Particle Orientation

In atmospheric studies, preferential (or non-random) orientation of particles and ice crystals in clouds has been relatively well-documented (Ono, 1969; Sassen and Takano, 2000; Noel and Chepfer, 2004). Only fairly recently has this area of research gained traction in oceanography. The consequences of particle orientation are significant to optical oceanographers as most models assume that particles are randomly oriented in the ocean (Bohren and Huffman, 1983; Jonasz and Fournier, 2007). In aquatic ecology, preferential horizontal orientation of phytoplankton chains could potentially increase light capture and thus enhance primary productivity (Sun et al., 2016; McFarland et al., 2020). Several laboratory and modeling studies have shown that particle and plankton orientation is a function of the small-scale flow physics (Karp-Boss and Jumars, 1998; Karp-Boss et al., 2000; Marcos et al., 2011) and influences light propagation (Marcos et al., 2011; McFarland et al., 2020). Basterretxea et al. (2020) provide a useful overview of phytoplankton orientation in the ocean, laying it in the context of microscale plankton-flow interactions. While recent innovative approaches at inferring in situ particle orientation from indirect scattering measurements have been reported (Font-Muñoz et al., 2019, 2020), direct imaging still provides the best means to do so.

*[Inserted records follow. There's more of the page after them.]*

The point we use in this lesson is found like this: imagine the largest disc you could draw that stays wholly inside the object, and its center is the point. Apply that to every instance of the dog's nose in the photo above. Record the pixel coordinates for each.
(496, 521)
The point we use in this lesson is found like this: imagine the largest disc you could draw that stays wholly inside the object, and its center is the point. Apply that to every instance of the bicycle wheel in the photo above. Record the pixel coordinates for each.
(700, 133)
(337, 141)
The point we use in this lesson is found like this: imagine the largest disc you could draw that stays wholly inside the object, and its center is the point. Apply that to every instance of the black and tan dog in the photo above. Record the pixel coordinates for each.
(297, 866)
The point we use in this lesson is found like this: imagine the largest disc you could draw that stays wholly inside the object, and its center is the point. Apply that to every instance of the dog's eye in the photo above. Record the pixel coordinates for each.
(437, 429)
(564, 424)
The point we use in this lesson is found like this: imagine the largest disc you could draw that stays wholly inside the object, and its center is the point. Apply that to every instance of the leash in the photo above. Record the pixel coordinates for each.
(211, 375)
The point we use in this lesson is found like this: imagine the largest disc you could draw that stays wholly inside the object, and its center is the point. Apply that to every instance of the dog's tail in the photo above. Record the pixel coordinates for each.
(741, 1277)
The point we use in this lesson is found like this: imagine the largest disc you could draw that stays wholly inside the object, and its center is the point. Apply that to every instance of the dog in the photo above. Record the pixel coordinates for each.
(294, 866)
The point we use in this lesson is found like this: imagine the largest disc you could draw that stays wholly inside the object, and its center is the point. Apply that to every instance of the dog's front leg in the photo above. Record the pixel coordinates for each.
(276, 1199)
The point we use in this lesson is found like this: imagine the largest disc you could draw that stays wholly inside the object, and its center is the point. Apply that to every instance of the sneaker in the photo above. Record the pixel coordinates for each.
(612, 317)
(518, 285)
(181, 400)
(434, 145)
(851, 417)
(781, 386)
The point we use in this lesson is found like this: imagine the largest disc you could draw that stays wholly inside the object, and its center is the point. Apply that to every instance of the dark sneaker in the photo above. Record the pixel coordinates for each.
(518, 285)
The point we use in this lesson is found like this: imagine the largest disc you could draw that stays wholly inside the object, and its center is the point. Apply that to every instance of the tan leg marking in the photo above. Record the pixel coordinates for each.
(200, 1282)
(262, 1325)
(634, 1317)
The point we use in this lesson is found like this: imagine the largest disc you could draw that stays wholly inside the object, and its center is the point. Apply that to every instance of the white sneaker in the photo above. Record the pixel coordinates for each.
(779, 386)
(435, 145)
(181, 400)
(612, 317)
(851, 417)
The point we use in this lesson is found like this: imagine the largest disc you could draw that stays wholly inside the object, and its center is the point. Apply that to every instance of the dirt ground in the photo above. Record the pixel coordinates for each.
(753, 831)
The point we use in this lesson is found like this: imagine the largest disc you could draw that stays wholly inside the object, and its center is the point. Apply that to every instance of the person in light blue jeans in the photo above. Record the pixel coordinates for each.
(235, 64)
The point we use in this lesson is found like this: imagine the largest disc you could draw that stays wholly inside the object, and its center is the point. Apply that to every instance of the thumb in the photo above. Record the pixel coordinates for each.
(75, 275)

Most reports to date on particle orientation in aquatic environments have used holographic systems. To the best of our knowledge, the first, albeit limited, direct observations on non-random particle orientation in the ocean were reported by Malkiel et al. (1999). From a sample of 300 holograms recorded during a vertical scan of the water column, the majority of diatom chains present (Chaetoceros spp. and Ditylum sp.) at a certain depth (15.3 m) were found to be preferentially oriented within ±15° to the horizontal. Talapatra et al. (2013) documented the occurrence of enhanced preferential horizontal orientation of colonial diatom species (primarily Chaetoceros debilis and Chaetoceros radicans) at several distinct depths in two vertical profiles. A pulsed laser acting as the illumination source allowed for particles to be tracked over successive frames, enabling co-located small-scale flow and turbulence measurements, which indicated that regions of enhanced preferential particle concentrations coincided with regions of low turbulent kinetic energy (TKE) dissipation. A comprehensive set of measurements of oceanic particle orientation were later provided by Nayak et al. (2018a). A bio-optical profiling package consisting of a holographic system, an acoustic Doppler velocimeter, and a CTD, among other instruments, was gently profiled through the water column at several stations to simultaneously quantify particle orientation, small-scale shear, and TKE dissipation rates with depth. Across all stations, preferential horizontal orientation was observed at several depths, each time corresponding to regions of low shear and TKE dissipation rates. Further analysis highlighted the relation between instantaneous orientation of a particle and its aspect ratio (ratio of the major axis length to the minor axis length of a particle). In simple 2-D laminar shear flow, Jeffrey (1922) derived a set of relations for spheroidal particles, showing that they exhibit periodic flipping motions, where higher aspect ratio particles spend more time oriented in the horizontal direction; in situ data presented in Nayak et al. (2018a) were in reasonable agreement with Jeffrey’s theory.

Plankton Distributions and Patchiness

In situ observations of plankton distributions, behavior and interactions with the natural environment provide valuable insights into the functioning of aquatic ecosystems. It has been well-established that plankton distributions in aquatic systems tend to be incredibly “patchy,” i.e., non-homogeneous (Durham and Stocker, 2012; McManus and Woodson, 2012; Prairie et al., 2012; Graff and Menden-Deuer, 2016). There exists a plethora of possible mechanisms for the formation of these patches across different spatial scales, including small-scale shear, horizontal and vertical mixing, and enhanced nutrient availability (Powell and Okubo, 1994; Abraham, 1998; Sullivan et al., 2010a; Breier et al., 2018). Examples of plankton patchiness include algal blooms (harmful or otherwise) and phytoplankton and zooplankton “thin layers,” which are discussed further below.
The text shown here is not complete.